Colorado Avalanche Becoming a Rising Threat in Western Conference

Randy HoltContributor INovember 12, 2010

DETROIT - OCTOBER 12:  Matt Duchene #9 of the Colorado Avalanche skates with the puck in a game against the Detroit Red Wings on October 12, 2010 at the Joe Louis Arena in Detroit, Michigan. (Photo by Claus Andersen/Getty Images)
Claus Andersen/Getty Images

With just 15 points on the season to this point, the Colorado Avalanche may not look like much at first glance.  However, make no mistake about it, this is a team that's going to be reckoned with in the coming seasons.

Colorado certainly hasn't seen the drop-off that some teams could have after losing Hall of Famers like Patrick Roy and Peter Forsberg, but it has been a disappointing couple of years, winning just six playoff games in their last four appearances, including last year's first-round loss to San Jose.
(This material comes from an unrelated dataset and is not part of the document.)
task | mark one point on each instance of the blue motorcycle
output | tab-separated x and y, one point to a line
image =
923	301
Let's not forget, this is a team that isn't too far removed from a Stanley Cup title.  When you lose names like Roy, Forsberg and Joe Sakic, it's hard to create an identity in the NHL.  The Avs wasted no time in finding a new face of their franchise, however, drafting Paul Stastny in 2005, who made his debut in the 2006-07 season.  So far, he has had no problem taking the reins from Sakic, who retired following the 2008-09 season.

Stastny was a name that already registered well with Avs fans, with his dad, Peter, having been a legend when the franchise was in Quebec.  The young Stastny didn't waste any time in making a name for himself in the NHL, registering 78 points in his rookie year, though Colorado failed to make the playoffs.
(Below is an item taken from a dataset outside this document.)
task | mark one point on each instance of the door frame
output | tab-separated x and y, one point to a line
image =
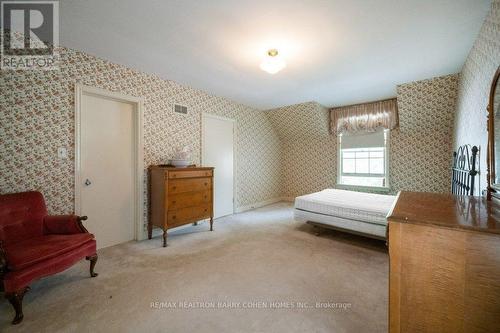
138	103
204	115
Since then, he's hit that 70-point mark three out of his four seasons and is well on his way to another.

The improvement of the Avalanche didn't end with the selection of Stastny.  Chris Stewart, their first-round selection in 2006 has also established himself as part of the core group, with 64 points a season ago.  Colorado made Matt Duchene the third overall pick in 2009, and he did not disappoint.  The 19-year-old centerman scored 55 points, including 24 goals, as a rookie in 2009-10.
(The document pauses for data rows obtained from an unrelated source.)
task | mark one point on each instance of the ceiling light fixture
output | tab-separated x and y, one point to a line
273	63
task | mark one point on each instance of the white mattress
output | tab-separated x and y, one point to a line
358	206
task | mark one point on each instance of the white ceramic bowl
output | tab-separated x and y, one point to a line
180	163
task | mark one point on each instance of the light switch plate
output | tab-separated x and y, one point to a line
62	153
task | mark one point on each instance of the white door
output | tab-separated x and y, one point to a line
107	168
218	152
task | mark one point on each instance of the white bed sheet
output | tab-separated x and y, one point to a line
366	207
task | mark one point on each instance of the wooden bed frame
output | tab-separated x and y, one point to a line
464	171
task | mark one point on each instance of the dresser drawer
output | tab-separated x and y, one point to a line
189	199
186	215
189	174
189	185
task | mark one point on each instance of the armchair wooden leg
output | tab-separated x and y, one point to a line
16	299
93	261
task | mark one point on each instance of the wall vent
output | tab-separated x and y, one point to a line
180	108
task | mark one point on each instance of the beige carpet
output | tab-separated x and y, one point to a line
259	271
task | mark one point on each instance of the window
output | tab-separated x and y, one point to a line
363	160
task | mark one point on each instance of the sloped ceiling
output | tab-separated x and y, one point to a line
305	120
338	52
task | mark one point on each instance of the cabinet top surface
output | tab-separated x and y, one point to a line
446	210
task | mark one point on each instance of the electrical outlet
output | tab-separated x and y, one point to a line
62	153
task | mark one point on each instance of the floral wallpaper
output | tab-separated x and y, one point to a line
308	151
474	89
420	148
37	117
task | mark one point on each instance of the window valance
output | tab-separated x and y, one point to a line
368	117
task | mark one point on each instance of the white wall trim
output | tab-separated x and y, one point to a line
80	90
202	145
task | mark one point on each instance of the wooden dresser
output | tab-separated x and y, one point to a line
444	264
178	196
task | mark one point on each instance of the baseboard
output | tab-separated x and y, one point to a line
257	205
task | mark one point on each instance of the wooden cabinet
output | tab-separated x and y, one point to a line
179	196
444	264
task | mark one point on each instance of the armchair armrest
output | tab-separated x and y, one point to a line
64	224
Not to be forgotten, Milan Hejduk is still a part of this core as well.  Though he's past the days of the 98-point potential, he still provides a great clubhouse presence and is a mentor for a young team such as this.

With any team hoping to contend for a title, it starts between the pipes, and the Avalanche seem to have found a gem in Florida Panther castoff, Craig Anderson.  Though he's struggled with injury this season, Anderson had a season to remember in 2009, posting a very solid 2.63 GAA.  It was Anderson's first full year as a starter, with his play jumping 40 games beyond his career high, with 71, after spending his career as a backup.  

The Avs also have a very capable backup in Peter Budaj, who has played well in Anderson's absence, making their goaltending the least of their concerns.

Though the core is intact, the Avs still have work to do in building around them.  They have solid role guys, such as Daniel Winnik and Brandon Yip, but still have a little ways to go to be among the elite, particularly on the blue line, which lacks experience.

The biggest indication that this is a rising team may be their performance in the 2009-10 playoffs.  After arguably having been the most surprising squad in contention in the West, outside of Phoenix, they performed admirably in the first round, despite their early exit.  Though they dropped their opening series to the No. 1-seeded San Jose Sharks, they showed that they could hang tough with the league's best.

In Stastny and Duchene, the Avalanche have certainly established cornerstones of their franchise to build on.  Similar to Los Angeles, they may just be a few pieces away from garnering serious attention as a contender for the Cup as this young group continues to age.